Страница 12 из 14
Как только он вышел, двери снова распахнулись и вошли ученые мужи во главе с Шумахером. Я имел несчастье познакомиться со скандальным немцем, еще до поездки в Москву, но, к счастью, дальше знакомства дело не зашло. Теперь же он почему-то решил, что в отсутствии других представителей власти, которые почитай всем составом ломанулись за Елизаветой в Москву, можно прийти к Великому князю с какой-то проблемой. Это, конечно, было лестно, вот только, не совсем понятно, потому что в Петербург вернулся вместе со мной человек, действительно могущий принять решение, и у вице-канцлера было право некоторые вопросы решать полностью автономно. Но, вместо Бестужева, Шумахер пришел ко мне, и это очень интересный момент на самом деле. В глаза бросилась немного помятая морда лица шедшего за Шумахером господина, которого я не знал, и который, методом исключения, мог являться только Миллером. За Миллером шел Ломоносов. Вид у Михайло Васильевича был, мягко говоря, недовольный, и он с мрачным видом рассматривал кулаки, которые, скорее всего, и являлись причиной некоторой помятости лицо господина Миллера. Очень интересно и опять-таки не понятно, при чем здесь я. Войдя, все трое поклонились, приветствуя меня. Ну что же, скоро выясним, зачем вы сюда пришли.
В кабинет незаметно проскользнул Штелин, глядящий заинтересованно, по всей видимости пребывающий в неведении относительно причин появления здесь непрошенных гостей.
— Здравствуйте, господа, — я не приглашал их садиться, и сам продолжал стоять, разглядывая каждого их них. — Что привело вас ко мне?
— Ваше высочество, я хочу подать жалобу от лица Академии наук, и от лица господина Миллера на господина Ломоносова. Его выходки давно уже стоят у нас как кость в горле, но сегодняшнее происшествие перечеркнуло все предыдущие.
— Я так понимаю, причиной стал личный конфликт господина Ломоносова и господина Миллера, — Шумахер ответил согласием, я же только пожал плечами. — Ну так подавайте жалобу на высочайшее лицо, коим является ее величество Елизавета Петровна, в надлежащем порядке, я-то здесь при чем?

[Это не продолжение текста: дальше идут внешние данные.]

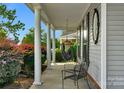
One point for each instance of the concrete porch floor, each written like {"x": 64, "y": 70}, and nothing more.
{"x": 52, "y": 78}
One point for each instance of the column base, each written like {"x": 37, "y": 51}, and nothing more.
{"x": 37, "y": 83}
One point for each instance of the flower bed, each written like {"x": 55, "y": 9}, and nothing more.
{"x": 10, "y": 59}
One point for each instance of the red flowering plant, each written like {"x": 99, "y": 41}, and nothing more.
{"x": 10, "y": 59}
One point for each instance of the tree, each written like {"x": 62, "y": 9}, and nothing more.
{"x": 29, "y": 38}
{"x": 8, "y": 22}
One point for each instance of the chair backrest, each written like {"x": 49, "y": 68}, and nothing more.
{"x": 80, "y": 70}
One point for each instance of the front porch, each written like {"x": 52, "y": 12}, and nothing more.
{"x": 52, "y": 78}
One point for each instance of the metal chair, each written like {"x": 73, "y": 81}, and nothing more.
{"x": 75, "y": 74}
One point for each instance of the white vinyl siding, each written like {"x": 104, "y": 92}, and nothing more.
{"x": 115, "y": 45}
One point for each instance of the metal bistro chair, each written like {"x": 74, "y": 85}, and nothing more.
{"x": 75, "y": 74}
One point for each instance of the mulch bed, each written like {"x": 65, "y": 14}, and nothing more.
{"x": 22, "y": 82}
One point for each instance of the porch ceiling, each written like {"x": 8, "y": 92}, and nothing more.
{"x": 57, "y": 13}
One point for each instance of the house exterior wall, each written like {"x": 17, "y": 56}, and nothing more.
{"x": 95, "y": 50}
{"x": 115, "y": 45}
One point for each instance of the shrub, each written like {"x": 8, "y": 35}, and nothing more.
{"x": 10, "y": 59}
{"x": 28, "y": 52}
{"x": 58, "y": 55}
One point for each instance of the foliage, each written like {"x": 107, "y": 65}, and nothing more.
{"x": 3, "y": 34}
{"x": 10, "y": 59}
{"x": 28, "y": 53}
{"x": 59, "y": 55}
{"x": 8, "y": 21}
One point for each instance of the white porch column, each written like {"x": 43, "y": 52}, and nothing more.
{"x": 53, "y": 46}
{"x": 37, "y": 50}
{"x": 48, "y": 47}
{"x": 81, "y": 53}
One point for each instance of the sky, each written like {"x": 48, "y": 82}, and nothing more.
{"x": 26, "y": 16}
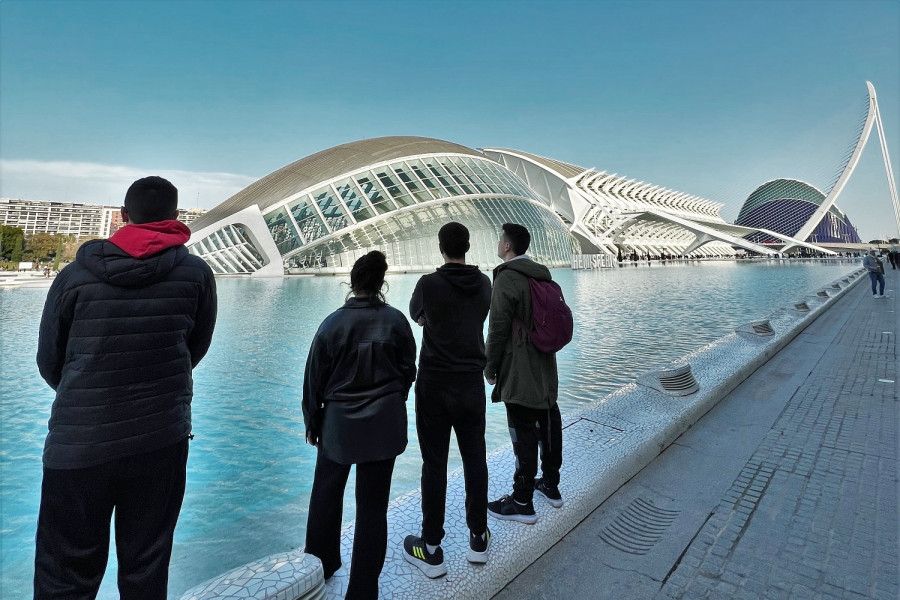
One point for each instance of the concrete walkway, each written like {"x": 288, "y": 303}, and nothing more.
{"x": 788, "y": 488}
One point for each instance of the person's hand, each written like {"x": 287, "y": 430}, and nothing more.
{"x": 312, "y": 439}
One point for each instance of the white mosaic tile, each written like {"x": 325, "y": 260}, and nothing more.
{"x": 283, "y": 576}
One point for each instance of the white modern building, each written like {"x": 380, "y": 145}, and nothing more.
{"x": 68, "y": 218}
{"x": 320, "y": 213}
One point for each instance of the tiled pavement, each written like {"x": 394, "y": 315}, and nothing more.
{"x": 786, "y": 489}
{"x": 813, "y": 513}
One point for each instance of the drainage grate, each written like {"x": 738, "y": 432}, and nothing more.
{"x": 677, "y": 381}
{"x": 756, "y": 329}
{"x": 637, "y": 529}
{"x": 763, "y": 329}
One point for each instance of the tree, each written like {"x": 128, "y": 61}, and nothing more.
{"x": 41, "y": 246}
{"x": 11, "y": 243}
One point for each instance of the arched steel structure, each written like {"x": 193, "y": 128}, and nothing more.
{"x": 320, "y": 213}
{"x": 608, "y": 212}
{"x": 873, "y": 119}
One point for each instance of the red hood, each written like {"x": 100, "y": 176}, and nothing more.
{"x": 145, "y": 239}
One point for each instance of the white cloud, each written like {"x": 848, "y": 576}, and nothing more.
{"x": 94, "y": 183}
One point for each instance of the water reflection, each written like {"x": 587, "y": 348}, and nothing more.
{"x": 249, "y": 472}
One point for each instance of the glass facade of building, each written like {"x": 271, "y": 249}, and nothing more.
{"x": 396, "y": 207}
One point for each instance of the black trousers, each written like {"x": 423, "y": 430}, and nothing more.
{"x": 532, "y": 430}
{"x": 323, "y": 526}
{"x": 145, "y": 491}
{"x": 440, "y": 407}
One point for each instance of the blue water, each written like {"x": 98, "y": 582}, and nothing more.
{"x": 249, "y": 472}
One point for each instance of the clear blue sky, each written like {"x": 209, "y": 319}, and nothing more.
{"x": 709, "y": 98}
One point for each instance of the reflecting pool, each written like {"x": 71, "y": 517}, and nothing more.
{"x": 249, "y": 472}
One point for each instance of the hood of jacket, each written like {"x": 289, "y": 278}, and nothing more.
{"x": 141, "y": 240}
{"x": 526, "y": 267}
{"x": 465, "y": 278}
{"x": 143, "y": 255}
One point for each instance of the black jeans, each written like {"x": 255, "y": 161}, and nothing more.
{"x": 145, "y": 490}
{"x": 440, "y": 407}
{"x": 531, "y": 429}
{"x": 323, "y": 527}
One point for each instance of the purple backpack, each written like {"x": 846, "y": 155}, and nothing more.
{"x": 552, "y": 324}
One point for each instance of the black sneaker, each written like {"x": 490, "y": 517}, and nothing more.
{"x": 551, "y": 493}
{"x": 478, "y": 546}
{"x": 416, "y": 554}
{"x": 507, "y": 509}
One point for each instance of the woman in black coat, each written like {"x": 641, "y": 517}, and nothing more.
{"x": 358, "y": 373}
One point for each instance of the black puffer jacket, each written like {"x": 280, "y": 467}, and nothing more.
{"x": 118, "y": 340}
{"x": 360, "y": 367}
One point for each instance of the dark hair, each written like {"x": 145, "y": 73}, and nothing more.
{"x": 454, "y": 239}
{"x": 518, "y": 237}
{"x": 367, "y": 275}
{"x": 151, "y": 199}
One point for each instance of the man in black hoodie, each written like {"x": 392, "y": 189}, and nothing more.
{"x": 451, "y": 304}
{"x": 122, "y": 329}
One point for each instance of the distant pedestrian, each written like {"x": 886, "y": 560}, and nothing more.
{"x": 875, "y": 267}
{"x": 123, "y": 327}
{"x": 360, "y": 367}
{"x": 451, "y": 304}
{"x": 525, "y": 380}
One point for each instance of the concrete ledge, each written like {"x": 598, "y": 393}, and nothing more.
{"x": 605, "y": 445}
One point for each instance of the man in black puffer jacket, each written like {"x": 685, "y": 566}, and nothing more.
{"x": 123, "y": 327}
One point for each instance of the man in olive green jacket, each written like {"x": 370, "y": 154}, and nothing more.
{"x": 525, "y": 380}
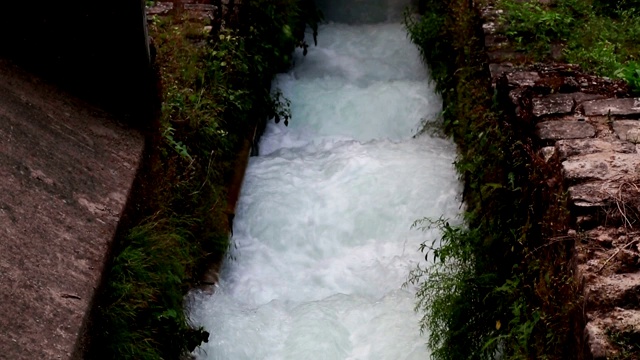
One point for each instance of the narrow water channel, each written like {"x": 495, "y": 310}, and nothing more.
{"x": 322, "y": 240}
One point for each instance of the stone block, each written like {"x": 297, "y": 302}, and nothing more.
{"x": 572, "y": 147}
{"x": 627, "y": 130}
{"x": 602, "y": 166}
{"x": 554, "y": 104}
{"x": 563, "y": 129}
{"x": 628, "y": 106}
{"x": 522, "y": 78}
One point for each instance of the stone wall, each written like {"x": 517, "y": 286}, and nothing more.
{"x": 591, "y": 129}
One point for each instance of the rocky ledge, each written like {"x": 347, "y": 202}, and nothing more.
{"x": 591, "y": 128}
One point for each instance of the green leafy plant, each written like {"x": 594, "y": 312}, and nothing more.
{"x": 631, "y": 74}
{"x": 492, "y": 288}
{"x": 214, "y": 88}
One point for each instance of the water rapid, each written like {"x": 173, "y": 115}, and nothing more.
{"x": 322, "y": 239}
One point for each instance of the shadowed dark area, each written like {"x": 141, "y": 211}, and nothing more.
{"x": 94, "y": 49}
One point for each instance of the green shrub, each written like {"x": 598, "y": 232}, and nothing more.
{"x": 215, "y": 88}
{"x": 493, "y": 288}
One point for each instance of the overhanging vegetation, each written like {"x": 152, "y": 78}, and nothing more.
{"x": 215, "y": 90}
{"x": 497, "y": 287}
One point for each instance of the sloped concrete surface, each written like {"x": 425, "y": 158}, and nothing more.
{"x": 65, "y": 174}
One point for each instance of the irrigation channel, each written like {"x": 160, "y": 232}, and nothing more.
{"x": 323, "y": 239}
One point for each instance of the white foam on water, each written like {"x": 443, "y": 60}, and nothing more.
{"x": 323, "y": 239}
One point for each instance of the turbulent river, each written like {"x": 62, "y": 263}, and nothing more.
{"x": 323, "y": 239}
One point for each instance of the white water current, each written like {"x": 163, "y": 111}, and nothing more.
{"x": 322, "y": 241}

— Нам с господином Миллером хотелось бы, чтобы вы, ваше высочество, были в курсе причин конфликта, — быстро добавил Шумахер. — И смогли дать кое-какие пояснения ее величеству, когда жалоба дойдет до ее пресветлых очей. — Ого, ну, теперь хотя бы понятно, почему Шумахер все еще держится на плаву и имеет достаточно власти, чтобы кошмарить Академию наук. Лизоблюд он реально знатный.
— Так в чем причина конфликта? — довольно равнодушно спросил я, всем своим видом давая понять, что мне это не интересно.
— Он, — Миллер весьма пафосно указал на Ломоносова указательным пальцем. — Порвал мою статью, которую я готовил уже в течение года, и которая должна предшествовать выходу моей книги…
— Это не книга! — Ломоносов просто взревел. Похоже, господа ученые забыли, что я нахожусь с ними в одной комнате. — Это ересь, как она есть! Поклеп и унижение самой истории Российской! Как он вообще посмел прикоснуться к святому, к нашей истории? Как, я вас спрашиваю?
— Так, стоп, — я поднял руку, заставляя Ломоносова замолчать. — Я не понял. Господин Миллер пишет что-то по истории России?
— Он пишет пасквиль на историю России, — мрачно ответил Ломоносов, не глядя на меня, продолжая сверлить взглядом своих оппонентов. — Вы, конечно, извините меня, ваше высочество, но я никак не сумел сдержаться.
— А мне может кто-нибудь объяснить, почему историю России пишет немец? У нас что, своих ученых не хватает, которые, кроме всего прочего, способны понять некоторые нюансы, исходя и того, что имеют с изучаемыми одни корни? — в комнате воцарилась тишина, которая прервалась неуверенным восклицанием Штелина.
— Ну как же, ваше высочество, как же так можно, ведь обучение ведется на латыни и немецком языках…
— Что-о-о? — я почувствовал, как меня начинает потихоньку заполнять ярость. — Вы хотите сказать, — начал я очень тихо, прищурившись, оглядывая всех собравшихся в комнате взглядом, который не предвещал ни одному из них ничего хорошего, — что я из кожи вон лезу, чтобы изучить русский язык, проникнуться русским духом, стать ближе к российскому народу, чтобы как будущий государь, понять все чаянья и надежды его, в то время, как все остальные ученики изучают Российскую историю на латинском языке, написанную немцем? — в конце я уже шипел, и, похоже, излучал такую волну негодования, что Штелин и Шумахер, стоящие рядом попятились. — А почему тогда господин Ломоносов в Мюнхенском университете не преподает немецкую историю на французском языке?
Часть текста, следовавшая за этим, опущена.